This International Women’s Day, I hosted Hate Crime charity HOPE not Hate at City Hall for an inspiring evening of networking, discussion and learning. London’s Living Room was filled with a wide range of young women from across London, who participated in interactive sessions on community organising and equalities, before a panel discussion on Women in Leadership. Groups such as Oxford-based INASP, an international development charity working with a global network of partners in Africa, Latin America and Asia, helped us to collect knickers, socks and toiletries for Syrian refugee women. The evening was positive, optimistic and inspiring; but I worry that women’s struggles still face a bleak future.
The theme of this year was #BeBoldforChange, calling on us all to make a world that works better and harder for gender inclusivity. Unfortunately, this is just as important in 2017 than ever. Although society has moved on from the early days of suffragettes demanding votes for women or the feminists of the 1960s and 1970s that paved the way for the contraceptive pill and for female employment to become the norm, the past year has seen significant changes in attitudes towards women.

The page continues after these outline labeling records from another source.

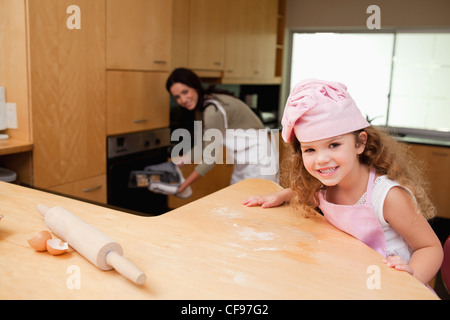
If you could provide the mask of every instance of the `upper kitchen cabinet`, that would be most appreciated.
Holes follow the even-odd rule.
[[[106,0],[106,68],[169,71],[172,1]]]
[[[273,82],[278,0],[227,2],[224,81]]]
[[[68,190],[76,183],[103,201],[106,184],[97,182],[106,181],[105,0],[27,4],[33,184]]]
[[[188,65],[222,71],[225,50],[225,0],[190,0]]]
[[[107,135],[168,127],[167,77],[167,72],[107,71]]]

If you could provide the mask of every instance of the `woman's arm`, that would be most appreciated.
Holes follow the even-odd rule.
[[[384,202],[384,219],[405,239],[413,253],[408,264],[397,257],[385,263],[407,271],[428,283],[439,271],[443,260],[441,243],[428,221],[418,212],[411,195],[402,188],[392,188]]]
[[[184,180],[184,182],[181,184],[181,186],[178,187],[178,192],[183,192],[184,189],[186,189],[188,186],[191,185],[194,181],[200,179],[202,176],[196,171],[192,171],[192,173]]]

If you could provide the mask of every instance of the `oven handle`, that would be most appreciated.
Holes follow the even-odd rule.
[[[81,191],[82,192],[92,192],[92,191],[96,191],[98,189],[101,189],[101,187],[102,187],[102,185],[100,184],[100,185],[95,186],[95,187],[82,189]]]
[[[136,120],[133,120],[133,123],[143,123],[143,122],[147,122],[148,121],[148,119],[136,119]]]

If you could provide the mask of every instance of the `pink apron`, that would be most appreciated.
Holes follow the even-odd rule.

The misogynist temperament of the recently elected president of the United States and closer to home, a member of parliament’s Women and Equalities Committee Philip Davies MP attempting for the second time to filibuster a bill to protect women against violence, demonstrates that International Women’s Day is needed more than ever. I commend the Mayor of London Sadiq Khan for his positive attitude towards gender equality and LGBT rights. In a world increasingly crowded by noxious leaders, I am proud and relieved to live in a city led by someone who not only embraces, but embodies diversity and respect.
Yet even the fact that International Women’s Day sees spikes in searches for International Men’s Day (which is the 19 November for those wondering), highlights the challenges that still exist for gender parity. And women still face multiple challenges in today’s society.
Unconscious bias is something that we all have without realising it, formed by experiences and stereotypes that we see every day, from terms such as fireman instead of fire-fighter and the presumption that a doctor is male. This unconscious bias hinders young women from achieving their ambitions and guides them on a gendered path from a young age.
City Hall held an education conference last month and I chaired a session on getting young girls into STEM subjects. We heard some inspiring stories, including one of a determined young woman working hard to get a dream job in Formula One. Fortunately her school made it their mission to challenge stereotypes and pushes young women to pursue their dream career. However, it became apparent once she was attending university that subjects such as mechanical engineering are still dominated by men and introduced challenges that young women growing up in diverse London may not have yet dealt with.
Unconscious bias is not confined to the classroom. A quick interactive session with headteachers using word cloud, found that when they were asked to submit three words that come to mind when you hear the word girls, the words pink, princess and emotional were prominent. On the other hand ‘boys’ were considered to be strong, loud and smelly.
Furthermore, institutions such as the media perpetuate these images, for example, we are yet to see a female Doctor Who despite the series being on its twelfth Doctor. Not only does this unconscious bias and stereotypes prevent women from fulfilling their ambitions, it damages their self-esteem.
Old-fashioned notions about gender roles and a women’s place in society pervades this behaviour. Women also face attacks on their self-esteem through verbal harassment, which is an issue that unfortunately most women can testify to: it is here that we can see first-hand unconscious bias in everyday life.
To remove the stereotypes that exist in schools and the workplace, the government should look to tackle injustices in every part of society. In order for us to thrive in the digital revolution in the wake of Brexit, we need young women to become engineers, technicians, construction workers and coders. We are missing out on swathes of talent because young women are not confident or encouraged to pursue these careers, and face stigma and stereotypes when they do.
We are failing young females who do not feel bold enough to call out their harassers on the street, and who do not have the self-assuredness to demand that this kind of behaviour is dealt with. When will London follow Nottingham and class misogyny as a hate crime? I have called construction companies endless times to complain about how some of their co-workers leer not just at me but at every woman that walks by. It is beyond pathetic but, what’s worse, it infringes on our feeling of safety and is a constant reminder of what many people still think of women.
It is these stereotypes that young women in particular face daily. We have come a long way since International Women’s Day was first recognised more than a century ago. Many of the earliest battles – including women’s right to vote, obtain degrees and keep their jobs after they marries, are now a given. However, stark inequalities remain, and it is disappointing to see that the World Economic Forum predicts the gender pay gap will exist long into the next century.
With this year likely to be full of political turmoil, I promise to #BeBoldForChange on behalf of the young women of London, starting with my motion in Assembly on the 8th March. You can watch me giving my motion in the video below, in which I call on the Mayor to work with London’s businesses, TfL, and the MPs, to ensure that London is a city in which women are safe from violence and sexual harassment. To ensure that Londoners challenge stereotypes, work towards removing economic barriers, and prosper equally, regardless of gender.